Building better proteins with machine learning - Morgridge Institute for Research

Neural networks and machine learning once seemed like far-fetched futuristic concepts but are now proven successful tools that can help scientists approach big problems (and big datasets).

In a recent study published in the Proceedings of the National Academy of Sciences (PNAS), Morgridge investigator Anthony Gitter and his lab demonstrated that a machine learning model could predict new protein sequences that could improve protein function.

“There’s this really complicated relationship between how that sequence changes, and what it’s actually going to do to the protein and the property that you care about,” says Gitter.

Proteins are made up of a sequence of up to thousands of characters long—a combination of the 20 different amino acids that serve as building blocks. The sequence determines how the protein folds into a three-dimensional shape, and the shape determines its function.

“Almost everything that happens in a cell is because some protein has the right shape to do that job,” Gitter says.

Changing even a single amino acid in the sequence could drastically alter the shape and function of a protein. In most cases, proteins are unaffected or simply fall apart due to an unstable structure. But what if there was a way to home in on changes that would make the protein better at its job?

A fluorescent protein could shine brighter and improve the way biologists visualize cellular activity under a microscope.

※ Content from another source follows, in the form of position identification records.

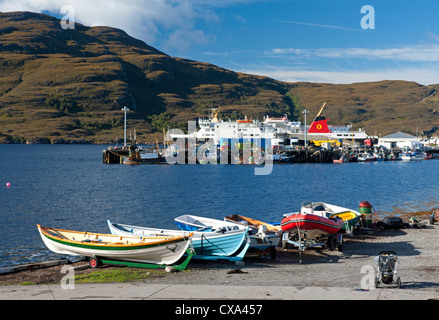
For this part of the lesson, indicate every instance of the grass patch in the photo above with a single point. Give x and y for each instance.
(118, 275)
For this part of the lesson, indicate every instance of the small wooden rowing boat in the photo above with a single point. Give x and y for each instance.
(153, 250)
(263, 236)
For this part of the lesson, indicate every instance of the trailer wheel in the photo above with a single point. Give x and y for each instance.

Or a protein receptor could bind more efficiently to important biological molecules.

“The first really basic question is, do we have machine learning tools and technology right now that can do a good job of modeling and understanding the data that we’ve already collected?” says Gitter.

Sam Gelman, a graduate student in the Gitter Lab, led the design and testing of multiple neural network models to learn about the biological structure and function from existing datasets for several well-known proteins, like green fluorescent protein (GFP) and protein G B1 domain (GB1) that binds to immunoglobulin G (IgG) antibodies.

“Then if machine learning models are good enough, you kind of let them level up to the next set of more interesting biological questions,” Gitter adds.

Once the machine learning software could extrapolate meaningful information from the sequences, the next step was to test its ability to make predictions about how to design new protein sequences that could affect function.

“We actually came up with a new version of a protein that works much better than anything that’s been observed naturally before or anything that’s been engineered before.”
Anthony Gitter

A major advantage for machine learning is that it can analyze high throughput datasets and pull out the best predictions out of millions of sequence combinations—a needle in a haystack process that would be impossible to do experimentally in the lab.

The Gitter Lab worked in close collaboration with the Phil Romero Lab at UW–Madison to fully realize this intersection of machine learning and protein engineering.

The researchers identified five variations of the GB1 protein sequence, which the Romero Lab synthesized into proteins to test their function.

“We actually came up with a new version of a protein that works much better than anything that’s been observed naturally before or anything that’s been engineered before,” Gitter says.

Their new protein—identified as Design10 because it contained 10 amino acid mutations—had a similar structure to GB1, but could bind to IgG antibodies with more than 20 times the affinity of the natural protein.

While this research is a proof-of-concept, Gitter says that protein engineering has huge potential in biomedical research.

“We could treat disease by creating new avenues to respond to drugs or create antibody-based therapeutics,” he says.

Gitter acknowledges that this computational work is built on the foundation of basic research and the experimental work done by groups like the Romero Lab. And the machine learning models are only as good as the datasets on which they are trained.

“The best models can learn a more accurate predictive model with less example data than other models can,” he says. “Where we would really like to go with this in the future is doing less wet lab experimental work to build up these experimental datasets—let the machine learning models step in so that you’re getting to the needle in the haystack a lot sooner.”